The Diplomat's Stephen Blank
argues that in post-Soviet Central Asia, even in Kazakhstan, the Russian language is waning. This has obvious consequences for Russian soft power on the ground in the region.
[I]t has been clear for some time, and recent news reports confirm it, that the Russian language is steadily losing ground in Central Asia in educational institutions and in much of the media throughout Central Asia. To be sure, Moscow is trying to counter this, for instance with recent attempts to saturate the Kazakh media. Yet this trend towards establishing the primacy of national cultures and languages at the expense of Russian builds on twenty years of steady nationalization of the culture of these states as a matter of deliberate policy, on their deliberate efforts to maintain an openness to the larger globalizing trends in the world economy, and on a generation of growing restrictions on Russian language use in broadcasting and other media.
Of course, Central Asian leaders will not publicly attack the use of Russian language or create situations that could tempt Moscow to intervene in Central Asia on the same pretexts as it employed in Ukraine. But while the invasion of Ukraine created and still generates considerable anxiety in Central Asia, the crisis that Russia faces as a result of its action makes intervention in Central Asia a less likely prospect for the foreseeable future. Given the steep economic decline Russia has experienced following its Ukrainian adventure a third front on top of Ukraine and the North Caucasus is the last thing Moscow seeks. Nonetheless, leaders like Kazakhstan’s President Nursultan Nazarbayev point with pride to the growth of Kazakh as the native language and more younger students are preferring English or Chinese to Russian.
In Kyrgyzstan, a recent report showed different forces at work but similar outcomes. The poverty of the Kyrgyz school system means that despite Russian claims of large-scale support for Russian-language teaching abroad, means that only 11 percent of Kyrgyz students are going to superior Russian schools in that republic. Students otherwise are not learning Russian and competent teachers are hard to find. All this, of course, generates a vicious cycle. Similarly, in December 2013, Veniamin Kaganov, Russia’s deputy education minister, was quoted in Tass as saying that the number of Russian speakers had fallen by 100 million since the break up of the Soviet Union. Neither is this outcome unique to Kyrgyzstan or Central Asia. Although globalization certainly plays a role here, all these states have taken serious policy steps since 1991 to create a stronger sense of national identity among their peoples, a policy line that inevitably translates into privileging native languages over Russian and English and now Chinese over it as well.
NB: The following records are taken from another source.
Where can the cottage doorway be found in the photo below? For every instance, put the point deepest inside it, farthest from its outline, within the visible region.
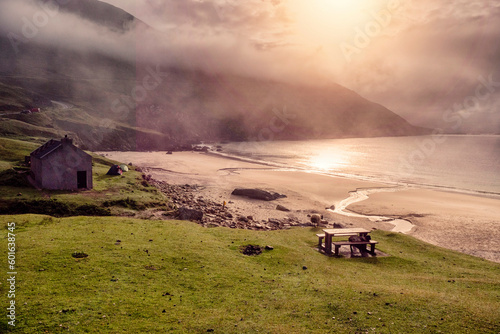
(81, 177)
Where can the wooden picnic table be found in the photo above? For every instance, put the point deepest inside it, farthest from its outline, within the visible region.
(341, 232)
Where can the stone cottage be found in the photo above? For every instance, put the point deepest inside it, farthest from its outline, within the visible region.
(60, 165)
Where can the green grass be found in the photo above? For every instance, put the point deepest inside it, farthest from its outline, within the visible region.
(177, 277)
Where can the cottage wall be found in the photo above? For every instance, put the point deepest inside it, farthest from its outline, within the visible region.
(59, 169)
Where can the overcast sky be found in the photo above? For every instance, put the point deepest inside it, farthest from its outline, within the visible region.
(426, 60)
(418, 58)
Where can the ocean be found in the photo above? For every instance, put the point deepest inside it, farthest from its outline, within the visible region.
(463, 163)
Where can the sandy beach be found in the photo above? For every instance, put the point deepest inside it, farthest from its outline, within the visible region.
(462, 222)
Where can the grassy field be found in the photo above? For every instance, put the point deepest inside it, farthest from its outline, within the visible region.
(177, 277)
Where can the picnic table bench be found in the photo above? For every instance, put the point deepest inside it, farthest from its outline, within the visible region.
(341, 232)
(337, 245)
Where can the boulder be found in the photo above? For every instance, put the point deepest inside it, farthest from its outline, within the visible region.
(190, 214)
(260, 194)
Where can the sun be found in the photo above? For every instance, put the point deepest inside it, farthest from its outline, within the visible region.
(323, 21)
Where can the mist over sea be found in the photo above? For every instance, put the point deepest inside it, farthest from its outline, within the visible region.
(454, 162)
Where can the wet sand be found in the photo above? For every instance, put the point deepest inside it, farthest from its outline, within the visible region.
(462, 222)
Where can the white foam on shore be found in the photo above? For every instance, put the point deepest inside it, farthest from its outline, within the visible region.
(400, 225)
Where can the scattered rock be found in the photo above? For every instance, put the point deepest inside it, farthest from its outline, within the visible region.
(79, 255)
(259, 194)
(190, 214)
(280, 207)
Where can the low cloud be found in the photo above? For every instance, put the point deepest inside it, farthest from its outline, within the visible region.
(430, 57)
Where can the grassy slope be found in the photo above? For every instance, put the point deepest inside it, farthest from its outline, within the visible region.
(177, 277)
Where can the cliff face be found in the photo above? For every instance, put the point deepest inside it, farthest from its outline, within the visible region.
(156, 105)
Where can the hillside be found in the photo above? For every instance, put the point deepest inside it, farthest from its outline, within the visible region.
(144, 276)
(180, 104)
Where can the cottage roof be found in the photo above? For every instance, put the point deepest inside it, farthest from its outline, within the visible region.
(46, 149)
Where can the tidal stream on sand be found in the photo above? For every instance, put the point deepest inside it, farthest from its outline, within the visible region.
(400, 225)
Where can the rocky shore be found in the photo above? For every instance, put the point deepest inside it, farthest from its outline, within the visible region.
(188, 204)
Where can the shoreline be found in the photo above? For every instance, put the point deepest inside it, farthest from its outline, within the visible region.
(458, 221)
(479, 193)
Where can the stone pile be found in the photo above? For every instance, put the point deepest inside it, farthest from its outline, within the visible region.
(191, 206)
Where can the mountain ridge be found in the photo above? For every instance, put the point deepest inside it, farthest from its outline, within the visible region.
(182, 105)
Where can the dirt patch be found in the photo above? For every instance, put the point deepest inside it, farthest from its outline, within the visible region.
(251, 250)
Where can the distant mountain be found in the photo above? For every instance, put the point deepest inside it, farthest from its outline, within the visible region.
(111, 109)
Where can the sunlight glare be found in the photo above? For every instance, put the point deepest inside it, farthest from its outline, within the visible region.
(325, 21)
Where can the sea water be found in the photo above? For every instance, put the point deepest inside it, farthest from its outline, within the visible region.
(462, 163)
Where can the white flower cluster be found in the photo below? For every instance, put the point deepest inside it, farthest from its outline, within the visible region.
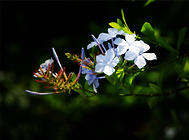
(134, 50)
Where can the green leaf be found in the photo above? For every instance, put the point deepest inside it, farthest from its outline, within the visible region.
(154, 88)
(115, 25)
(148, 2)
(186, 66)
(123, 17)
(120, 74)
(181, 36)
(163, 43)
(130, 78)
(148, 31)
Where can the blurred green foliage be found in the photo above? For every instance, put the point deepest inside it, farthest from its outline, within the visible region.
(32, 29)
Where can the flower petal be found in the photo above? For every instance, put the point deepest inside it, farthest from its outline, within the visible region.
(119, 41)
(108, 70)
(96, 83)
(143, 46)
(103, 37)
(99, 58)
(99, 68)
(140, 61)
(121, 49)
(130, 38)
(92, 44)
(149, 56)
(115, 61)
(109, 55)
(132, 53)
(112, 32)
(90, 78)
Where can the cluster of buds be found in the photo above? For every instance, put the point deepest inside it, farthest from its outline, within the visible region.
(60, 82)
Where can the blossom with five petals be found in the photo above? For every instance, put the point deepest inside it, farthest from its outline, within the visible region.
(106, 63)
(137, 53)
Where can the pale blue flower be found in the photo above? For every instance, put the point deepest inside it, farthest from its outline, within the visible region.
(112, 33)
(137, 53)
(106, 63)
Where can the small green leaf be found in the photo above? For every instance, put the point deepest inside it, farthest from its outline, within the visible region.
(120, 74)
(119, 22)
(130, 78)
(154, 88)
(181, 36)
(163, 43)
(123, 17)
(148, 30)
(148, 2)
(186, 66)
(115, 25)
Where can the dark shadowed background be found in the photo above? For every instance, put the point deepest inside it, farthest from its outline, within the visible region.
(28, 31)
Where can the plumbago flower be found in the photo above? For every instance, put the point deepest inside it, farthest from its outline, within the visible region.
(112, 33)
(134, 50)
(106, 63)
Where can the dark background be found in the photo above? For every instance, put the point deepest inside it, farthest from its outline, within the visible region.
(28, 32)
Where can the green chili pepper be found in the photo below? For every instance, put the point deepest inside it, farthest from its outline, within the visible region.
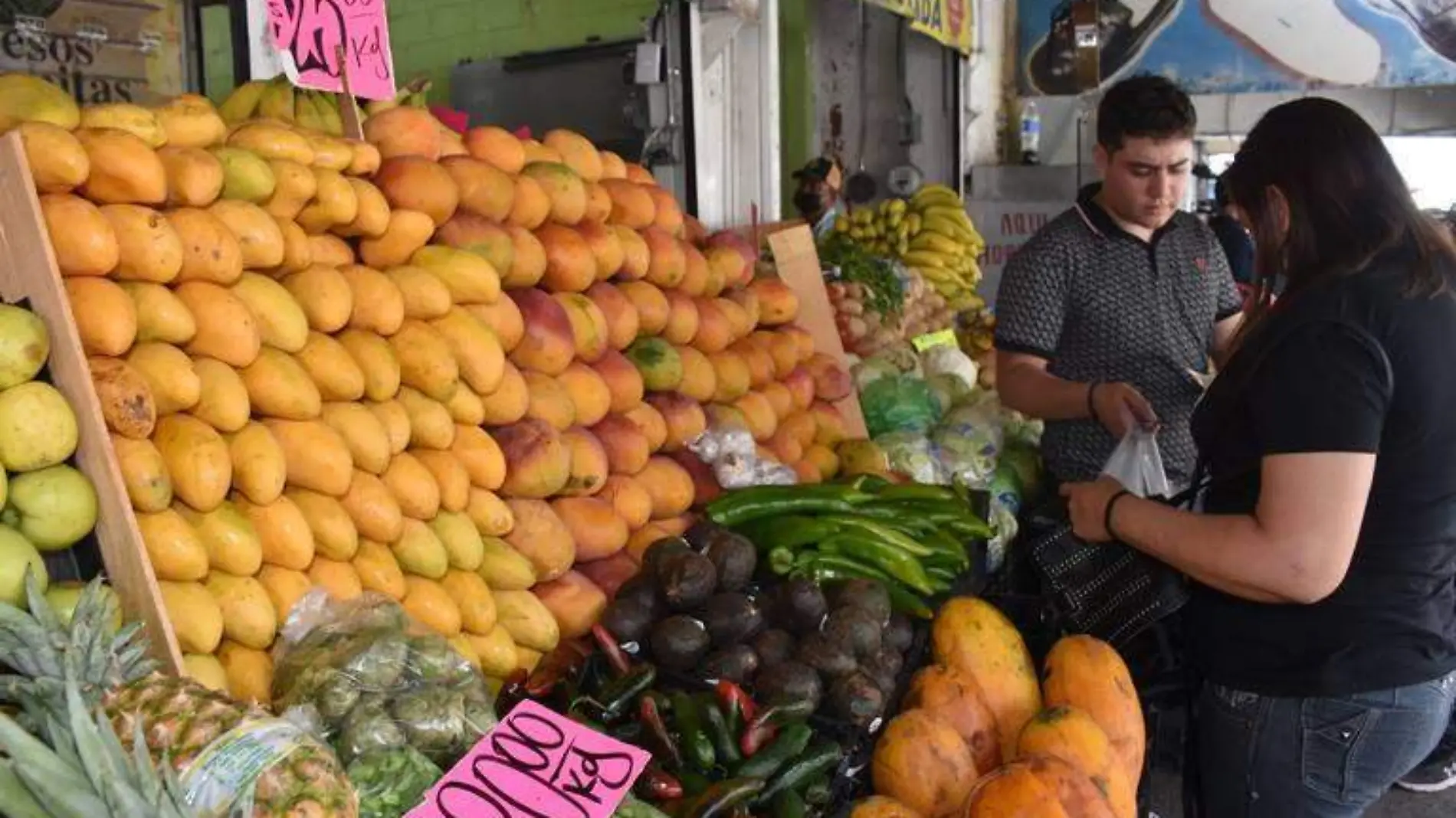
(791, 741)
(726, 745)
(723, 798)
(813, 761)
(883, 555)
(694, 740)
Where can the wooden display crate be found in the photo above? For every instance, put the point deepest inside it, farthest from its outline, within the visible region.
(29, 274)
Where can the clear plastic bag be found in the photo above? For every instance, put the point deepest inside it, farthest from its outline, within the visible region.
(370, 680)
(1139, 466)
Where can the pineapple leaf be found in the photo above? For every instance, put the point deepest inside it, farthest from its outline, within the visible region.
(16, 798)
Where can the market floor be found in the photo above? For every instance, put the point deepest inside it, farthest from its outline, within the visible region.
(1408, 805)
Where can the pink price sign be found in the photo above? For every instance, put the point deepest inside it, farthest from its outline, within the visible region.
(538, 764)
(312, 31)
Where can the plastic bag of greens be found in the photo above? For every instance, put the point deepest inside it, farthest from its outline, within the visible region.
(373, 680)
(899, 404)
(913, 456)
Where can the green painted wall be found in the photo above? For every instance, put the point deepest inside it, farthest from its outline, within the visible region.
(430, 37)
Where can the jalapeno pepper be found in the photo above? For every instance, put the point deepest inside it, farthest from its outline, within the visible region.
(619, 661)
(813, 761)
(657, 785)
(723, 798)
(791, 741)
(726, 744)
(697, 745)
(653, 709)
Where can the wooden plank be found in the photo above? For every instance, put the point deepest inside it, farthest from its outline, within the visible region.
(31, 274)
(797, 260)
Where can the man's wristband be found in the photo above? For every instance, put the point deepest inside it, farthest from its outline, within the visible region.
(1111, 507)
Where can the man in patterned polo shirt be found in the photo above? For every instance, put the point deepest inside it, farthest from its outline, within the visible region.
(1108, 316)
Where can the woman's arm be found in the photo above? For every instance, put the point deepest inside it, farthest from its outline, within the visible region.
(1295, 548)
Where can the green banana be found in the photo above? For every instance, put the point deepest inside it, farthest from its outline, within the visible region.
(242, 102)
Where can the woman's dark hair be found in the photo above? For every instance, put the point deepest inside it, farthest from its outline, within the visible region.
(1347, 201)
(1145, 105)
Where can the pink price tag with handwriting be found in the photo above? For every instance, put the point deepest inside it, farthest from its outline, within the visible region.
(310, 31)
(538, 764)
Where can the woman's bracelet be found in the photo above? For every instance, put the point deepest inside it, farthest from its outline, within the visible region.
(1111, 507)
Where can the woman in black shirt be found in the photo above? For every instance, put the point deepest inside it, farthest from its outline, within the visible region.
(1324, 609)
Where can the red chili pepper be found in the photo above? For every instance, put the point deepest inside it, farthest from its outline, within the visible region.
(731, 696)
(657, 785)
(619, 661)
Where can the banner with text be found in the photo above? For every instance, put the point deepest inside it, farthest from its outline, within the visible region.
(948, 22)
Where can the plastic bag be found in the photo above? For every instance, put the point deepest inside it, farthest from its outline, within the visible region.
(899, 405)
(1137, 465)
(372, 680)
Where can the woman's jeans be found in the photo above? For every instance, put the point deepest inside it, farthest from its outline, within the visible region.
(1266, 757)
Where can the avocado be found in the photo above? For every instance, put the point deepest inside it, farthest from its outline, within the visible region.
(734, 558)
(773, 646)
(799, 606)
(855, 630)
(626, 619)
(786, 683)
(897, 635)
(731, 619)
(857, 699)
(736, 664)
(679, 643)
(867, 594)
(684, 580)
(826, 656)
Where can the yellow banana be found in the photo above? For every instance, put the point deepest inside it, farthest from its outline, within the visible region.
(242, 102)
(277, 101)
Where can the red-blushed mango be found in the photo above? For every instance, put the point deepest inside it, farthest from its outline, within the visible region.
(589, 325)
(480, 236)
(495, 146)
(530, 208)
(682, 319)
(577, 152)
(684, 417)
(625, 444)
(484, 189)
(571, 267)
(589, 392)
(549, 342)
(562, 187)
(651, 305)
(538, 463)
(637, 258)
(605, 245)
(404, 131)
(624, 380)
(631, 204)
(619, 312)
(414, 182)
(669, 263)
(527, 260)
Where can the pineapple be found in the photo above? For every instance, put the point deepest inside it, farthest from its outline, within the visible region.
(178, 718)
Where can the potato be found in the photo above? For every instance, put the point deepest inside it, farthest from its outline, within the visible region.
(527, 620)
(542, 538)
(574, 600)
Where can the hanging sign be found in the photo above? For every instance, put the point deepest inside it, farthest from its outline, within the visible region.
(946, 22)
(305, 40)
(538, 764)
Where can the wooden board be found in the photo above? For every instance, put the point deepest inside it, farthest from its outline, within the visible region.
(797, 260)
(29, 274)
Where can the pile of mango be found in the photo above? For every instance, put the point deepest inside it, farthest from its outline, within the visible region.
(457, 370)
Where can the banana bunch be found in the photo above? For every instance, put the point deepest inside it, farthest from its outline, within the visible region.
(946, 247)
(277, 100)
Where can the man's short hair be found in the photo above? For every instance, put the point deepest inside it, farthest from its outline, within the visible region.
(1145, 106)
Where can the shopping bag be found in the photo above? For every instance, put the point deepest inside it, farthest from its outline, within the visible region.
(1108, 590)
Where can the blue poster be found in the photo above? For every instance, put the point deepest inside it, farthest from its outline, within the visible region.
(1247, 45)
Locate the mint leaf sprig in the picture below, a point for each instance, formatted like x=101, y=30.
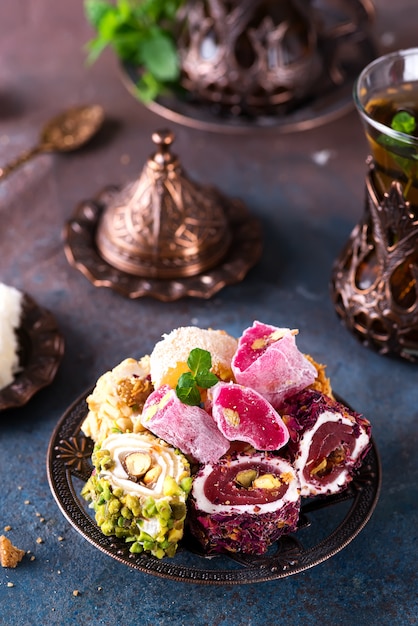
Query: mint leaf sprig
x=199, y=363
x=403, y=150
x=140, y=32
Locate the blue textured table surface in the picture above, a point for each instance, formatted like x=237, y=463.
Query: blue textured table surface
x=307, y=190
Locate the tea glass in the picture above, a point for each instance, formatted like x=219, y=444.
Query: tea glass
x=374, y=284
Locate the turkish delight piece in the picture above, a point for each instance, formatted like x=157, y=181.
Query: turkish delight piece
x=328, y=442
x=242, y=414
x=138, y=490
x=168, y=359
x=244, y=503
x=268, y=360
x=189, y=428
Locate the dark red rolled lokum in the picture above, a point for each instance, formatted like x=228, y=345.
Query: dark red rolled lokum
x=328, y=441
x=244, y=503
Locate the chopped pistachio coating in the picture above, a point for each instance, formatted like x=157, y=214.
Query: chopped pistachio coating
x=138, y=492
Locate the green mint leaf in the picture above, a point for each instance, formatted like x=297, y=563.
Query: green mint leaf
x=160, y=57
x=95, y=11
x=206, y=380
x=186, y=381
x=403, y=122
x=199, y=361
x=188, y=395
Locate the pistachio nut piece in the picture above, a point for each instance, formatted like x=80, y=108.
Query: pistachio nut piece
x=267, y=481
x=137, y=464
x=246, y=477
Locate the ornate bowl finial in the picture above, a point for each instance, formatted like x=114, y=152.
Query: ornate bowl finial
x=163, y=225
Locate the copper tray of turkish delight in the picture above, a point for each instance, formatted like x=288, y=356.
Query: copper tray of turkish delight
x=251, y=515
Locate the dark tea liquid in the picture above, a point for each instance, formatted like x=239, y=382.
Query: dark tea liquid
x=395, y=159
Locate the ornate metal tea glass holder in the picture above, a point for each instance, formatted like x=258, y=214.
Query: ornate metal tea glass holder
x=375, y=279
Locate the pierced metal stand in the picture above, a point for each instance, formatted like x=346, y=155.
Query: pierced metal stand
x=374, y=282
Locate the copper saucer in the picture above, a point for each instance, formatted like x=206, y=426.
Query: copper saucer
x=41, y=347
x=82, y=253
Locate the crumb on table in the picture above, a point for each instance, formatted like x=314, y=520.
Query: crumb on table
x=10, y=555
This outcome strongly suggests that while state support for the propagation of he Russian language abroad is a point in Russia’s 2009 national security strategy, Moscow is apparently steadily if somewhat unobtrusively failing to achieve its goals. And this testifies to a continuing failure to actualize Russia’s soft power despite an enormous state investment. The manifestations of this failure may be quiet and not immediately visible but they do point to the steady erosion over time of Russian power of all kinds in Central Asia, although its military capabilities there remain potentially formidable.